# I What is the volume of a cup?

1. Feb 21, 2017

### cp3themvp

If I submerge a cup in a graduated cylinder filled with water, will the change of the water line show me the volume of the cup? Or is this not the case?

I am in an argument with a friend, he believes that the volume of the cup could be found by holding the top of the cup right about the water line(in other words, not allowing any water to enter to the cup) and then measuring the change of the water line. I argued that if one uses this method of measurement, that the change in the water line now includes the volume of the air that is inside of the cup.

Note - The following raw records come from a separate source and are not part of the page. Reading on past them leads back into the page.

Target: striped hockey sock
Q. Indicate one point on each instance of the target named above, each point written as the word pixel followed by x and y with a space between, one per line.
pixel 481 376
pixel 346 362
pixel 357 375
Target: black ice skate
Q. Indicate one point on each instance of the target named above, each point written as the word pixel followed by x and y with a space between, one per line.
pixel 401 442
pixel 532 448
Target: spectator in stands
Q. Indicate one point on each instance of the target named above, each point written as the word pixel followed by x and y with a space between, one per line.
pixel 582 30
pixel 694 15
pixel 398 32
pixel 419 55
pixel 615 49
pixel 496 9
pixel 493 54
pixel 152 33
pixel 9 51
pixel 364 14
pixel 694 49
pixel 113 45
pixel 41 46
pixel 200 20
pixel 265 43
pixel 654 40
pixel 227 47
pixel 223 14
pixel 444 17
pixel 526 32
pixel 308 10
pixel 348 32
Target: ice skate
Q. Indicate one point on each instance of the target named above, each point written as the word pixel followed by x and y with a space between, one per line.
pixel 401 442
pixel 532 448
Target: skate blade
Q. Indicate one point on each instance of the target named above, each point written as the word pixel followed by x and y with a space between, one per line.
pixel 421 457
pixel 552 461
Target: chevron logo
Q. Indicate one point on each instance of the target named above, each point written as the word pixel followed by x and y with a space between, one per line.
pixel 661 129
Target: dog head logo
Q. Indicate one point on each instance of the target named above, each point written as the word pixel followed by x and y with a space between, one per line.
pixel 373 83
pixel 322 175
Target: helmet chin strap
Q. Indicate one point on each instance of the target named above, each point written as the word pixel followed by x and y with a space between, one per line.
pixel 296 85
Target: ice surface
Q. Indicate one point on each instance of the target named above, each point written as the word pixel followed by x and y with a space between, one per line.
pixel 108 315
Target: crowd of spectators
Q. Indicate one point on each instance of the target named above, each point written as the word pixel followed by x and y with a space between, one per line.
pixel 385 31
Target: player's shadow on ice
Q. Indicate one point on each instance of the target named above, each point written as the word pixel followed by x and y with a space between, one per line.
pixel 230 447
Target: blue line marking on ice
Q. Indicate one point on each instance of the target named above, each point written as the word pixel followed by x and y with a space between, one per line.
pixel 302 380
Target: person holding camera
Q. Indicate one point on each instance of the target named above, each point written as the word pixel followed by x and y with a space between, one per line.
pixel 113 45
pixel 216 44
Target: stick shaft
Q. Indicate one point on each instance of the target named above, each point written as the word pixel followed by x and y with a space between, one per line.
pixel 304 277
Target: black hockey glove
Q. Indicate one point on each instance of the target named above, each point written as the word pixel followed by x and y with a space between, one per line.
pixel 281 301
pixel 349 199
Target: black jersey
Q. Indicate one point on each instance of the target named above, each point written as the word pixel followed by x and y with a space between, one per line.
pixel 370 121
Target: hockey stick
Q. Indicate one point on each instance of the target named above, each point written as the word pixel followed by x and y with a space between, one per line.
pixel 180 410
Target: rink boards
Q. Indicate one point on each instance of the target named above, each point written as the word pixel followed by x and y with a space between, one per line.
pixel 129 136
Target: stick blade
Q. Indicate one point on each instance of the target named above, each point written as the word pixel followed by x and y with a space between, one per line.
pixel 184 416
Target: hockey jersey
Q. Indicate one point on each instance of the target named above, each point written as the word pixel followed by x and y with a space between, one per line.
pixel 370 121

The scientific definition of volume I found is the amount of space an object takes up. In the 1st experiment I proposed, I believe this finds the amount of space the cup takes up. In the 2nd experiment, I believe this finds the amount of space the cup takes up+the amount of space the air inside of the cup takes up. Am I correct, or is the 2nd experiment actually the correct method for measuring the volume of a cup?

2. Feb 21, 2017

### Staff: Mentor

3. Feb 21, 2017

### Staff: Mentor

This is an issue of wording. By 'volume of the cup' do you two mean the volume of fluid that the cup can hold? Or do you mean the volume of the material composing the cup? The former would require that you just fill the cup with fluid and pour it into a graduated cylinder. The latter is found by submerging the entire cup, not just submerge it until the water reaches the rim.

4. Feb 22, 2017

### A.T.

Don't waste your time on arguing about definitions. Just clarify which volume you both mean and use qualifiers to distinguish them. It depends on the application which volume is the relevant one.

5. Feb 22, 2017

### ZapperZ

Staff Emeritus
This can easily be clarified by specifying if you want the volume of the MATERIAL that forms the cup, or do you want the volume that the cup can hold.

These are two different definitions and give two different volumes.

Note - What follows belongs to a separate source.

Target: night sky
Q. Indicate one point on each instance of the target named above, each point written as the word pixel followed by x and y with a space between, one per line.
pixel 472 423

By submerging the cup in water and making sure that there are no air pockets, you are measuring the volume of material that forms the cup. By filling the cup up to the brim with water and then measuring that volume of water, you are measuring the volume that the cup can hold.

Zz.

6. Feb 22, 2017

### A.T.

I think the method suggested by the OP's friend is a third variant: the sum of the two volumes above. This would be relevant if you plan to use the cup as a boat, and want know its maximal displacement.